Inhibition of Calcite Growth by Natural Organic Acids from the Everglades at pH 8.5 and 25^oC

Anthony Hoch, Michael Reddy, George Aiken

USGS, 3215 Marine Street, Boulder, Colorado 80303

ABSTRACT

Calcium carbonate mineral crystallization plays an integral role in the water chemistry of terrestrial ecosystems. Natural organic acids (OA) reduce or inhibit crystal growth. This study examines the kinetic effects of OAs collected from the Florida Everglades on the growth of calcite (CaCO₃).

Highly reproducible calcite growth experiments were performed in a sealed reactor at constant pH, temperature, supersaturation ( = 4.5), P_CO2 (10^-3.5atm), and ionic strength (0.1 M, KNO₃). Metastable supersaturated solutions were prepared by adding CaCl₂ solutions dropwise to NaHCO₃ solutions, then adjusting pH with KOH. Metastability was verified in all experiments for at least 60 min. by monitoring pH. Crystal growth began immediately upon addition of well-characterized calcite seed crystals. Calcite growth was achieved using a constant composition reactor. Calcium and CO₃^2- ions were replenished stoichiometrically in response to the pH decrease accompanying calcite formation. Crystallization rates were monitored continuously by recording rates of Ca²⁺ addition.

Organic acids were added to HCO₃^- solutions prior to preparation of supersaturated solutions. OA isolates used were non-volatile hydrophobic acids (primarily fulvic acid) from 3 water samples collected in a North-South transect across the Everglades. OA from the northern site had higher molecular weight and was more aromatic in character than that from the south. All OA samples had similar acid characteristics. Experimental concentrations (C_OA) of OA ranged from 0 to 5 mg/l.

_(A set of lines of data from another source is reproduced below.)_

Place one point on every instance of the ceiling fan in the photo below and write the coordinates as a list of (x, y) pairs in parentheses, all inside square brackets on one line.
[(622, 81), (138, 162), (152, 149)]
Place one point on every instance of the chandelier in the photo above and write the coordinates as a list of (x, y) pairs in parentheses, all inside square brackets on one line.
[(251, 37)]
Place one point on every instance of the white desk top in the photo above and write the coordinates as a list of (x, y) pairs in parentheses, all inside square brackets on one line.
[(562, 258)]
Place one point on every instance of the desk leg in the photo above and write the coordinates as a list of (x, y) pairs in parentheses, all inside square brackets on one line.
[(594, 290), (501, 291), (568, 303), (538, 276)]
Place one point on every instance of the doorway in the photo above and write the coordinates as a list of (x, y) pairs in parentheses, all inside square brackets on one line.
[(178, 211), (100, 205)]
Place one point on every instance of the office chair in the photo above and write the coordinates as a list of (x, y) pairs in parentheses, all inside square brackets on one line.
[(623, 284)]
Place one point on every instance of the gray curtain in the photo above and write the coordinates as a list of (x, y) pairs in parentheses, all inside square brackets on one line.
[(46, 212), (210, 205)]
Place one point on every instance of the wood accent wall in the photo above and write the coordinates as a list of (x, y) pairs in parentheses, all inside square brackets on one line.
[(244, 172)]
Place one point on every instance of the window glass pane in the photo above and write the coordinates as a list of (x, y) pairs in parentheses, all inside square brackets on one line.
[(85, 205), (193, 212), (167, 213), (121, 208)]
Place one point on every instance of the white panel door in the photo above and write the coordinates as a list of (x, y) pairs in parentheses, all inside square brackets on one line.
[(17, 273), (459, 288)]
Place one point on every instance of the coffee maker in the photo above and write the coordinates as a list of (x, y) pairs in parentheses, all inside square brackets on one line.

Calcite crystallization rates decreased at OA concentrations as low as 0.2 mg/l. Crystal growth was almost entirely inhibited at the 5 mg/l level using OA from the northern site. OA with higher molecular weight and aromaticity was more effective as a growth inhibitor than OA with lower molecular weight and aromaticity. SEM imaging revealed new growth steps on calcite seed surfaces with no secondary nucleation. Ca-OA complexation in solution cannot account for decreased growth rates. We attribute calcite growth inhibition to the blockage of surface growth sites by the organic acids.

OBJECTIVE

To study and quantify kinetic effects of hydrophobic organic acids isolated from the Florida Everglades on the important inorganic process of calcite (CaCO₃) crystal growth.